The most common strategy to date is to employ a simple FIFO queue.
This means that all traffic traversing the same link at about the
same time experience the same amount of queue delay. It also means
that a single flow occupying a large part of the queue induces a
large delay to all other flows sharing that queue, even if without
the presence of that single flow there would be no need for queuing
at all. This is the essence of BFID.
Large BFIDs can be avoided by discriminating flows with high queue
occupancy from those with little or no queue occupancy, and queuing
them separately. One effective method of doing so, that is, placing
every flow in its own FIFO and serving them in deficit-round-robin
order, is described in detail by [RFC8290]; this "flow-isolating"

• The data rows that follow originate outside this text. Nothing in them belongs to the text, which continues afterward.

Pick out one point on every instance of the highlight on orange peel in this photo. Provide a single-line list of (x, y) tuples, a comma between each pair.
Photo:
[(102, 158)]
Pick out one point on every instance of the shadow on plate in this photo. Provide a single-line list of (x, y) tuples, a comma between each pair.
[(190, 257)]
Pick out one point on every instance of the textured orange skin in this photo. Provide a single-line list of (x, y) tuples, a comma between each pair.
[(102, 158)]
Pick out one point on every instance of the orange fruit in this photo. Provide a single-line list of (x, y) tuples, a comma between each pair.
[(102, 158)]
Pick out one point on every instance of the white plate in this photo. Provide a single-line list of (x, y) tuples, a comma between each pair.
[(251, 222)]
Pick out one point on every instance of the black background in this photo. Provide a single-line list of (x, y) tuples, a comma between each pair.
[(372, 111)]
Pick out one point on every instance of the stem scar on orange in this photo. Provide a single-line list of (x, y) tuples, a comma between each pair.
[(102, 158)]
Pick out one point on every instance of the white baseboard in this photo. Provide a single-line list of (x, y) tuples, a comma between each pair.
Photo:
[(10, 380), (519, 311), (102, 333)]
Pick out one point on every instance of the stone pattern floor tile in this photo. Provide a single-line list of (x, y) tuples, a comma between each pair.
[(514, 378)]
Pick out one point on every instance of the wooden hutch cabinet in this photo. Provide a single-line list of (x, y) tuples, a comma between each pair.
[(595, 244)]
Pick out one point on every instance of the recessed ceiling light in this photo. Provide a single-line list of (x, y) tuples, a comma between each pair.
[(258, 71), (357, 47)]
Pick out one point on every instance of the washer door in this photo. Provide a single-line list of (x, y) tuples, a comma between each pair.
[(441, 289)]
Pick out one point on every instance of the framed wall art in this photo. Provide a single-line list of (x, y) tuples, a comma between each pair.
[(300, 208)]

mechanism reduces the maximum BFID to the serialisation time of one
full-size packet from each active flow, and can be implemented with
or without the use of Active Queue Management. It is also feasible
to merely categorise flows into queue occupancy bands and use a
separate FIFO only for each band; this renders the BFID experienced
by each flow proportionate to the BFID it produces.

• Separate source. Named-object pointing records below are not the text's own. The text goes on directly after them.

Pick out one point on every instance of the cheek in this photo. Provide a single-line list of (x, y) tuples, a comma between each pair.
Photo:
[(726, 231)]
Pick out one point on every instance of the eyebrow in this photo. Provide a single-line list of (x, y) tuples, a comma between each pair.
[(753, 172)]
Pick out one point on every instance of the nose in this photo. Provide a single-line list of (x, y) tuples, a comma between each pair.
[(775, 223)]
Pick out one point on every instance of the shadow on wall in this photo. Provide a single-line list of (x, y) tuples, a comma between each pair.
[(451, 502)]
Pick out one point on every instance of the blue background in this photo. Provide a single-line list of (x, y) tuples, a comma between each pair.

BFID can also be reduced in a simple FIFO by implementing Active
Queue Management. This is because in a simple FIFO, BFID and WFID
have the same cause and extent, so reducing WFID also reduces BFID.
The extent to which BFID can be reduced by this method is limited
compared to dedicated methods, and a significant amount of delay
variation typically remains, but this is significantly better than
allowing a large, uncontrolled BFID to exist.
Morton & Heist Expires 18 November 2021 [Page 4]
Internet-Draft interintraflow May 2021
Capacity-seeking flows with little latency sensitivity are
particularly prone to produce BFID, while latency-sensitive flows
that typically use little capacity are particularly affected by
receiving BFID.
4. Within-Flow Induced Delay (WFID)
*Definition:* The delay which the presence and volume of one flow
induces in traffic belonging to itself.
Regardless of the order in which packets are delivered from a queue,
if more than one packet belonging to a given flow is held in a queue,
one of them induces delay to the other by occupying transmission
capacity ahead of it. In general this WFID is calculable as the
product of the packet delivery rate of that flow and the packet
occupancy in the queue of that flow.
In congestion-controlled flows, one typical cause of WFID is that the
flow's congestion window exceeds the baseline Bandwidth-Delay Product
(BDP) of the flow's path, and the queue in question is the
controlling bottleneck defining the Bandwidth factor. This is a
natural result of capacity-seeking behaviour, where the congestion
window is increased continuously until some explicit signal of
capacity overload is detected. If the queue is large and does not
implement Active Queue Management, WFIDs of many seconds are easily
achieved and have been observed in practice.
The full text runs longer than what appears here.